As is their custom, the justices gave no reasons for their decision not to hear the case, which involved Amazon.com, the online giant, and a smaller competitor, Overstock.com. The two companies challenged a 2008 state law that required online companies to collect sales taxes on purchases made by New York residents.

Brick-and-mortar companies often complain that they are put at a competitive disadvantage when they are required to collect sales taxes and online companies are not.

In March, the New York Court of Appeals ruled that the companies had a sufficient presence in the state because of affiliated independent sites that linked to the retailers in return for a commission. “The bottom line,” Chief Judge Jonathan Lippman wrote for the majority, “is that if a vendor is paying New York residents to actively solicit business in this state, there is no reason why that vendor should not shoulder the appropriate tax burden.”

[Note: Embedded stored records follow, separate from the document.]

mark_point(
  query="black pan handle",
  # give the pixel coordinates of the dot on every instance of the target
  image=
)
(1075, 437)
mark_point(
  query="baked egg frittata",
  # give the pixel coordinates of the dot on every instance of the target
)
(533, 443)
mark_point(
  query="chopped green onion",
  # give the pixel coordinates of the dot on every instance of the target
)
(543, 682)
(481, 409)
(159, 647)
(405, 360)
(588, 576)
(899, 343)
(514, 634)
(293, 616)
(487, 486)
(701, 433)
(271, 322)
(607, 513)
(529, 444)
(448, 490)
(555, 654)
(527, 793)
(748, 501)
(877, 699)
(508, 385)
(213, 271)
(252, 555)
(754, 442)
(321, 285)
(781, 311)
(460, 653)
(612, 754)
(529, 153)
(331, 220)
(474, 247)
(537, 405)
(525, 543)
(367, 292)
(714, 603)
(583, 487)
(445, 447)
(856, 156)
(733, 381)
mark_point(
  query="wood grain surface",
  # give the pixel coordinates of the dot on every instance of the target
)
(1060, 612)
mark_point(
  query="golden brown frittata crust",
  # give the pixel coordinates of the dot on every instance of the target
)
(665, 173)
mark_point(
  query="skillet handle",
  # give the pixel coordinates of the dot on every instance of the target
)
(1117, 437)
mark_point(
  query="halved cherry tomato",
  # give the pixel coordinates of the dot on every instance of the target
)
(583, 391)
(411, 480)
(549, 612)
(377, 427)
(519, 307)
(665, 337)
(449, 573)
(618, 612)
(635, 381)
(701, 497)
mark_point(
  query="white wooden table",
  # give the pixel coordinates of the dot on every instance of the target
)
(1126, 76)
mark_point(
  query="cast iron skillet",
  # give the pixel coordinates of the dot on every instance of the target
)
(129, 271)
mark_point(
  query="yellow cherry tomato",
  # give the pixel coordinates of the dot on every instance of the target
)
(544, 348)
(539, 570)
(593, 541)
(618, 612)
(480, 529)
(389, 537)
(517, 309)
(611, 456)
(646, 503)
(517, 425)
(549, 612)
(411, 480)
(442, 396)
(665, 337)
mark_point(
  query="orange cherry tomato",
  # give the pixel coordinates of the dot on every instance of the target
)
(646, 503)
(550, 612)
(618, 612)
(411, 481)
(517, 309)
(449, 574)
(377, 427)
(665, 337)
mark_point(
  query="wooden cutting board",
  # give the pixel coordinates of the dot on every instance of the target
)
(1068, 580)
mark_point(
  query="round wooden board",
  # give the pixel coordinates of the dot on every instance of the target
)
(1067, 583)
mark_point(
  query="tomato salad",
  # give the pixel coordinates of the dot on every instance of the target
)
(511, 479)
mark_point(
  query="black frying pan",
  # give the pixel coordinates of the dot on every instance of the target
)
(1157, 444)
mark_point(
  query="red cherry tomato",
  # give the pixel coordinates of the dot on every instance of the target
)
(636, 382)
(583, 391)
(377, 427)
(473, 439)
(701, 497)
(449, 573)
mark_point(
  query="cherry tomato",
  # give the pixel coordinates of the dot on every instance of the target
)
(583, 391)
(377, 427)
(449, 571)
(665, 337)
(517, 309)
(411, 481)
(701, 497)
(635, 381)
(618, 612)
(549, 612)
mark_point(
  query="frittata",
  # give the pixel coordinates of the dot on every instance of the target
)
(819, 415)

The chief judge added that it might be time to reconsider the basic rule that states may not collect taxes from out-of-state companies without some physical presence in the state, a principle recognized by the United States Supreme Court in its 1992 decision in Quill Corp. v. North Dakota.

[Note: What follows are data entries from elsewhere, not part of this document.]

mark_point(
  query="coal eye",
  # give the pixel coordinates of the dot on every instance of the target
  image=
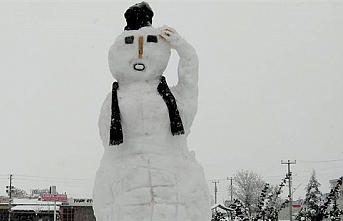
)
(152, 38)
(129, 40)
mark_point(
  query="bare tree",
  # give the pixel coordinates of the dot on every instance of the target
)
(247, 188)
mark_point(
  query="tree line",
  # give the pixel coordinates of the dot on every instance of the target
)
(256, 199)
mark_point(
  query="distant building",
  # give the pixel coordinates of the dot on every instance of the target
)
(34, 209)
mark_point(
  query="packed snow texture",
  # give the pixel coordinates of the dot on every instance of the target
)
(151, 176)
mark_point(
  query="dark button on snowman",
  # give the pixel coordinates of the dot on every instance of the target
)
(147, 172)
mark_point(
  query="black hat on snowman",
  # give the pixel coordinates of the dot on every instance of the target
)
(138, 16)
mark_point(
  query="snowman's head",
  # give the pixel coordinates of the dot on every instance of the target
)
(139, 55)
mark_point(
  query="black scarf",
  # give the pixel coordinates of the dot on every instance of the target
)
(176, 127)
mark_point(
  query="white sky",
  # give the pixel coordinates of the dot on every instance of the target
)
(271, 89)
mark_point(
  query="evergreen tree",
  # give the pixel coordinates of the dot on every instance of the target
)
(311, 209)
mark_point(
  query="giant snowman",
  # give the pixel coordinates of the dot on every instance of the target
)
(147, 172)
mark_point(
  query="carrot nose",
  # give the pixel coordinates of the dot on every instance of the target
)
(140, 47)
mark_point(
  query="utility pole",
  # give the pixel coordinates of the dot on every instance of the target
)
(231, 189)
(215, 190)
(289, 175)
(10, 198)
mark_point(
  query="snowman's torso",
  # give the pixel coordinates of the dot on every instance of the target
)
(144, 117)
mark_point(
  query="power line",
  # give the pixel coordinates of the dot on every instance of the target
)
(215, 190)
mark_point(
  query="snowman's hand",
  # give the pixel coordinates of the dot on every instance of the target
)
(170, 35)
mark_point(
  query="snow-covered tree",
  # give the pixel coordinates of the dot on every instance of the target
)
(247, 187)
(311, 209)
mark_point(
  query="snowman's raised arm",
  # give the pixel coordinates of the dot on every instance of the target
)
(186, 90)
(188, 63)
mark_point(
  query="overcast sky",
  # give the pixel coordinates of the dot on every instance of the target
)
(271, 89)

“The world has changed dramatically in the last two decades,” Chief Judge Lippman wrote, “and it may be that the physical presence test is outdated. An entity may now have a profound impact upon a foreign jurisdiction solely through its virtual projection via the Internet. That question, however, would be for the United States Supreme Court to consider.”

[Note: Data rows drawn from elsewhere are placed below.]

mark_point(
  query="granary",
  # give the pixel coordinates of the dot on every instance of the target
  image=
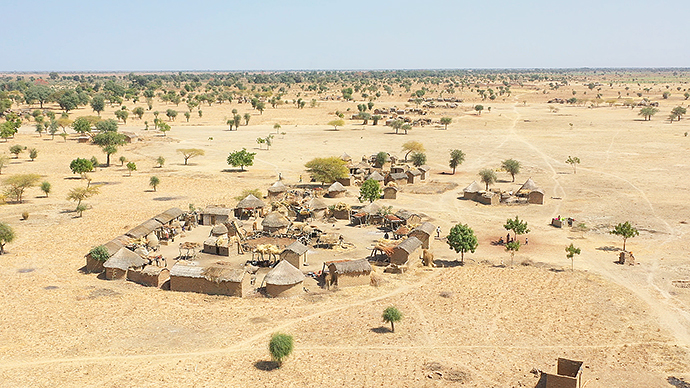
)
(150, 276)
(472, 191)
(276, 191)
(284, 280)
(295, 254)
(344, 273)
(214, 215)
(216, 279)
(413, 175)
(275, 223)
(248, 206)
(405, 250)
(425, 171)
(390, 192)
(424, 233)
(117, 265)
(336, 190)
(399, 178)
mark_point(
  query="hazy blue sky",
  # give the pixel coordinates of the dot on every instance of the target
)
(303, 34)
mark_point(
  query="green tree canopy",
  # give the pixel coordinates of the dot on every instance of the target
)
(327, 170)
(462, 239)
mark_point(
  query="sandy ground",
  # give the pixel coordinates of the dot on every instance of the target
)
(480, 324)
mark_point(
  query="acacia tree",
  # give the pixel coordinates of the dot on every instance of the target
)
(625, 230)
(570, 252)
(462, 239)
(512, 167)
(370, 191)
(456, 159)
(327, 170)
(188, 153)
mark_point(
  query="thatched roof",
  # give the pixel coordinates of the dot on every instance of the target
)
(336, 187)
(317, 204)
(409, 245)
(296, 247)
(529, 185)
(275, 220)
(219, 229)
(376, 176)
(349, 266)
(277, 188)
(250, 202)
(124, 259)
(145, 228)
(284, 274)
(168, 215)
(474, 187)
(427, 228)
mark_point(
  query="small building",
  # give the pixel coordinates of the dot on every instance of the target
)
(117, 265)
(295, 254)
(277, 191)
(150, 276)
(424, 233)
(406, 249)
(336, 190)
(399, 178)
(345, 273)
(413, 175)
(284, 280)
(275, 223)
(216, 279)
(390, 192)
(213, 215)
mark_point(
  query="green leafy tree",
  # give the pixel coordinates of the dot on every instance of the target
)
(517, 226)
(18, 183)
(487, 176)
(445, 121)
(327, 170)
(6, 236)
(391, 315)
(46, 187)
(418, 159)
(370, 191)
(336, 123)
(154, 182)
(109, 141)
(241, 158)
(570, 252)
(511, 166)
(456, 159)
(462, 239)
(625, 230)
(280, 346)
(81, 166)
(573, 161)
(188, 153)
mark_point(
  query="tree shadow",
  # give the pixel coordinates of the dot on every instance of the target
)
(266, 366)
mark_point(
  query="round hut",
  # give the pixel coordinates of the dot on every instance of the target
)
(275, 223)
(284, 280)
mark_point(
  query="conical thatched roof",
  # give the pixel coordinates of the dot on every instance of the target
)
(277, 188)
(474, 187)
(124, 259)
(336, 187)
(275, 220)
(284, 274)
(250, 202)
(529, 185)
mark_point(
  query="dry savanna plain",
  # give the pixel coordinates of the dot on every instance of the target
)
(482, 324)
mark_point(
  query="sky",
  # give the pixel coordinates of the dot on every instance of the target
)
(207, 35)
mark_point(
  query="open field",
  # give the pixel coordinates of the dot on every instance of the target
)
(481, 324)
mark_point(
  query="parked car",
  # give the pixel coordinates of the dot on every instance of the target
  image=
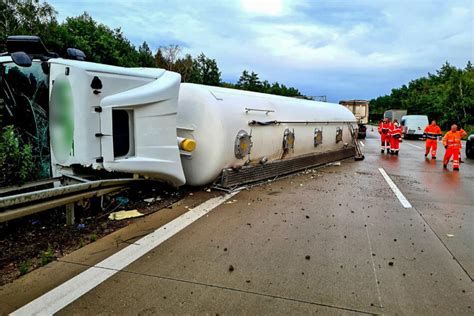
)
(470, 147)
(414, 125)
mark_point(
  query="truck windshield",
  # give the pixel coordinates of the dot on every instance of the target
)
(24, 95)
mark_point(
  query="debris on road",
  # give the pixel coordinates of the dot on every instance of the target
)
(117, 216)
(152, 200)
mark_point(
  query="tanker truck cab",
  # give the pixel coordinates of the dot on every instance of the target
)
(96, 111)
(145, 122)
(413, 125)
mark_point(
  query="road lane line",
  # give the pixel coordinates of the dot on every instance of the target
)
(71, 290)
(413, 145)
(395, 189)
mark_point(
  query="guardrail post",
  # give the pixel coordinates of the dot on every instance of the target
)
(70, 214)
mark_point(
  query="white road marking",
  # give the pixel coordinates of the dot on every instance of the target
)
(71, 290)
(395, 189)
(413, 145)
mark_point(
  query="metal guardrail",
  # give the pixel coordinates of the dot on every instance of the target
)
(24, 204)
(28, 197)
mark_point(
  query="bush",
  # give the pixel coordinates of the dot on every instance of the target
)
(16, 160)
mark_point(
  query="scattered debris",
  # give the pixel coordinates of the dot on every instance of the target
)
(121, 200)
(152, 200)
(117, 216)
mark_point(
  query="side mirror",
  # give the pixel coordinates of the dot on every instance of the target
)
(21, 59)
(74, 53)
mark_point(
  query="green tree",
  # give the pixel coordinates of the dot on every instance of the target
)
(205, 71)
(145, 56)
(26, 17)
(446, 96)
(250, 81)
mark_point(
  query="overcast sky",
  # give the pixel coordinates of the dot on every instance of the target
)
(351, 49)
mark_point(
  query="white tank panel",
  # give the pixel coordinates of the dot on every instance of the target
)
(213, 117)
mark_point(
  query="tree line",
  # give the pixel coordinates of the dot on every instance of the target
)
(102, 44)
(446, 96)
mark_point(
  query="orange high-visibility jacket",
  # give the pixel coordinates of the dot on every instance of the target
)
(396, 131)
(453, 140)
(384, 128)
(431, 132)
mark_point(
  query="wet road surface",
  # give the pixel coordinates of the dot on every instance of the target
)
(334, 240)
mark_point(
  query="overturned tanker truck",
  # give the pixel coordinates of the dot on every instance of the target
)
(145, 122)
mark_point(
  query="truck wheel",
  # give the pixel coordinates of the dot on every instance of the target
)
(469, 149)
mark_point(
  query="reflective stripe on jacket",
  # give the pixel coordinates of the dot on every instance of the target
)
(384, 128)
(453, 140)
(432, 132)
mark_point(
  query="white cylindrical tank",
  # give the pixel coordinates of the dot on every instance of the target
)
(214, 116)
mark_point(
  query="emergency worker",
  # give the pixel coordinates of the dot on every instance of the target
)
(431, 133)
(384, 131)
(452, 143)
(395, 136)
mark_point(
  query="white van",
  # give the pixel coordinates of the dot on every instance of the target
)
(413, 125)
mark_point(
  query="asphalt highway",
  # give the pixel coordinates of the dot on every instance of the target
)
(336, 240)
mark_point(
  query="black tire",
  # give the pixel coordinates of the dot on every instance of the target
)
(469, 149)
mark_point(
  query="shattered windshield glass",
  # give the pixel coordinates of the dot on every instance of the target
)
(24, 104)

Monday’s order indicated that such reconsideration must wait. The cases were Overstock.com v. New York Taxation Department, No. 13-252, and Amazon.com v. New York Taxation Department, No. 13-259.

In a statement, Amazon urged Congress to act to impose a national solution. “The Supreme Court already has addressed the sales tax issue, saying in Quill that Congress can and should act to resolve it,” the statement said. “The Marketplace Fairness Act now pending before Congress would protect states’ rights to make their own revenue policy choices while allowing them to collect more than a fraction of the revenue that’s already owed.”

For now, Amazon has been making some state-by-state accommodations. It has struck deals in several states to build warehouses in exchange for agreeing to collect taxes. According to its website, Amazon collects taxes in 16 states, including California, Connecticut, New Jersey, New York and Texas.

In asking the Supreme Court to step in, Theodore B. Olson, a lawyer for Amazon, wrote that “this case raises issues of exceptional importance.”

“The decision below,” he wrote, “leaves in place a state law that will significantly and unduly burden interstate commerce, provides a road map for other jurisdictions to inflict similar burdens on interstate commerce and threatens to sow widespread confusion in an area that is — in the best of times — already ‘something of a quagmire,’ ” he wrote, quoting from the Quill decision.

In urging the justices not to hear the cases, Barbara D. Underwood, New York’s solicitor general, wrote that the state law called for only simple fairness.

“Although sales taxes are indisputably owed when a New York resident purchases goods from an out-of-state retailer for delivery in-state, the overwhelming majority of those purchases are never reported to the state taxing authorities, and hence taxes on them are never collected,” she wrote. The law, she continued, “seeks to restore a level playing field between in-state brick-and-mortar stores and their out-of-state Internet-only counterparts.”